Mata tidak pernah berbohong namun kadang kala, tatapan mata juga bisa membuat seseorang salah paham.
BACA : BAGIAN 9MY SECRET WEDDING © mickey miki
Rate: M
Genre: Romance & drama
WARNING: typo, alur kecepatan, ga⎯je dan lain-lain (suka-suka Mickey),
Story by
Mickey_Miki
.
.
SUMMARY
Walau awalnya tak saling mengenal dan memulainya bukan dengan tak saling mencintai?
Bisakah?
.
.
.
.
.
.
.
.
Ketika jam istirahat berlangsung, di kafe yang biasanya ku datangi, tanpa sengaja aku melihat Bagas, lelaki yang beberapa hari ini selalu ku temui saat jogging. Dia bersama dengan rekan-rekan kerjanya, kemugkinan mereka akan makan siang bersama rekan bisnis mereka. Mata kami saling memandang, dia tersenyum kecil seraya mengangguk padaku yang kebalas dengan hal yang sama.

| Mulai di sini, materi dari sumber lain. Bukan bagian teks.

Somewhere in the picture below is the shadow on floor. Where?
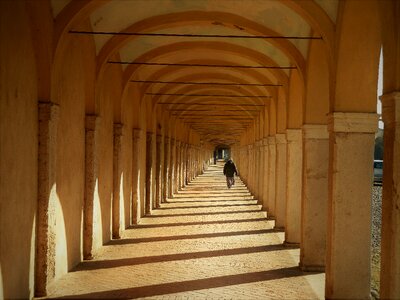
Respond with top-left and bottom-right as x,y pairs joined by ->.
108,228 -> 277,245
53,266 -> 318,299
72,243 -> 292,272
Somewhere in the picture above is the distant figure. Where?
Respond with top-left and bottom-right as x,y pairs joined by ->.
223,159 -> 238,189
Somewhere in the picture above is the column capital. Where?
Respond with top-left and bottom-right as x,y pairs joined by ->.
328,112 -> 378,133
146,132 -> 155,141
255,140 -> 262,147
275,133 -> 287,144
286,129 -> 302,142
39,102 -> 59,122
132,128 -> 142,140
114,123 -> 124,136
302,124 -> 328,139
263,137 -> 269,146
268,136 -> 276,145
381,91 -> 400,126
156,135 -> 162,144
85,114 -> 99,131
247,144 -> 253,150
170,138 -> 176,145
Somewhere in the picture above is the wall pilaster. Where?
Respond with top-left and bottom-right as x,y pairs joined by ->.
131,129 -> 142,224
275,133 -> 287,229
268,137 -> 277,217
155,135 -> 162,209
326,112 -> 378,299
380,92 -> 400,298
285,129 -> 302,245
83,115 -> 100,260
112,123 -> 124,239
145,132 -> 155,214
35,102 -> 59,297
300,125 -> 329,271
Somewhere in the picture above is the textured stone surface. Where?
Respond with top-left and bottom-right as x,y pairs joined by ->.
46,164 -> 324,299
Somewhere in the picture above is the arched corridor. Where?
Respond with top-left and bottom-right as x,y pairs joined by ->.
46,164 -> 324,299
1,1 -> 400,299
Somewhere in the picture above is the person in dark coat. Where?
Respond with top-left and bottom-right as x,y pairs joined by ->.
223,159 -> 238,188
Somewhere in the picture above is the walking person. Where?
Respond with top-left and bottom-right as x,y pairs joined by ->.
223,159 -> 238,188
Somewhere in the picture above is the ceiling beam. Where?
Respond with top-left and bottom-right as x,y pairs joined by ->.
108,61 -> 295,70
158,103 -> 265,106
69,30 -> 322,40
130,79 -> 282,87
146,93 -> 271,98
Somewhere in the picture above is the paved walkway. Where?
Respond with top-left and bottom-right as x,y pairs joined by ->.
47,163 -> 324,299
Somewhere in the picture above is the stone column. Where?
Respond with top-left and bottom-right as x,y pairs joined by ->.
145,132 -> 155,215
254,140 -> 261,200
174,140 -> 181,193
83,115 -> 100,259
131,129 -> 142,224
168,138 -> 175,198
262,138 -> 269,211
155,135 -> 162,208
180,143 -> 186,188
285,129 -> 302,245
35,102 -> 59,297
380,92 -> 400,298
325,112 -> 378,299
257,140 -> 264,205
247,145 -> 253,191
300,125 -> 329,271
112,123 -> 124,239
162,137 -> 170,202
268,136 -> 277,217
275,133 -> 287,229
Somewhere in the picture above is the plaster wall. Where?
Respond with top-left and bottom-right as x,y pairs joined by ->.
53,31 -> 97,275
97,65 -> 116,245
0,2 -> 38,298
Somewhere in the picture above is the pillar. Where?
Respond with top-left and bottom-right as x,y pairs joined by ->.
174,140 -> 181,193
180,143 -> 186,188
325,112 -> 378,299
155,135 -> 162,208
262,138 -> 269,211
35,102 -> 59,297
268,136 -> 276,217
145,132 -> 155,215
275,133 -> 287,229
285,129 -> 302,245
162,137 -> 170,202
83,115 -> 100,259
112,123 -> 124,239
131,129 -> 142,224
300,125 -> 328,271
168,138 -> 175,197
380,92 -> 400,298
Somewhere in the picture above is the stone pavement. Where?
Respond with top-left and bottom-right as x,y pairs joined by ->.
46,163 -> 324,299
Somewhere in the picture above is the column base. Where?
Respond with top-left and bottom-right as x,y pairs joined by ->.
283,241 -> 300,248
299,263 -> 325,272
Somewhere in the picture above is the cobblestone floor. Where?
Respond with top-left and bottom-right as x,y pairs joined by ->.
46,164 -> 324,299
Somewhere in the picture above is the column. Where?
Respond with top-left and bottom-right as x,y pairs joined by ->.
275,133 -> 287,229
112,123 -> 124,239
268,136 -> 277,217
168,138 -> 175,198
285,129 -> 302,245
35,102 -> 59,297
257,140 -> 265,206
174,140 -> 181,193
247,145 -> 253,191
254,140 -> 261,200
145,132 -> 155,215
162,137 -> 170,203
300,125 -> 329,271
262,138 -> 269,211
155,135 -> 162,208
83,115 -> 99,259
380,92 -> 400,298
180,143 -> 185,188
325,112 -> 378,299
131,129 -> 142,224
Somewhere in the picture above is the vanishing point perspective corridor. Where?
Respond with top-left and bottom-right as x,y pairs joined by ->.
46,163 -> 323,299
1,1 -> 400,299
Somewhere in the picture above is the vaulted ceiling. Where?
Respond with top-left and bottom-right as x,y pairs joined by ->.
52,0 -> 338,146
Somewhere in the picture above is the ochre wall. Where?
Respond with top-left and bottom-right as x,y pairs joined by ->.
0,2 -> 38,298
52,29 -> 96,276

Tidak berapa lama teman-teman ku datang, Mai dan Neil, mereka berjalan bersama. Walau terlihat seperti anak anjing dan kucing dikeseharian mereka namun jika ada salah seorang dari mereka yang mempunyai masalah, tidak tanggung-tanggung akan saling menolong, walau dengan cara yang tidak kentara dan bahkan biasa menyebabkan kesalahpahaman.

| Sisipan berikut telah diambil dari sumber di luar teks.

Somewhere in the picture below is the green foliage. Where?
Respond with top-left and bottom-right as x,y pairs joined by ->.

“Kamu sudah lama, Za?” Mai membuka suara duluan, lalu duduk di depan dan diikuti oleh Neil yang duduk di samping kiriku. Meja kafe ini bentuknya bulat dengan angka yang dipasang berdiri agar memudahkan waitress nya mengantarkan pesanan. Juga memudahkan kami untuk saling mengobrol, karena bisa saling berhadapan.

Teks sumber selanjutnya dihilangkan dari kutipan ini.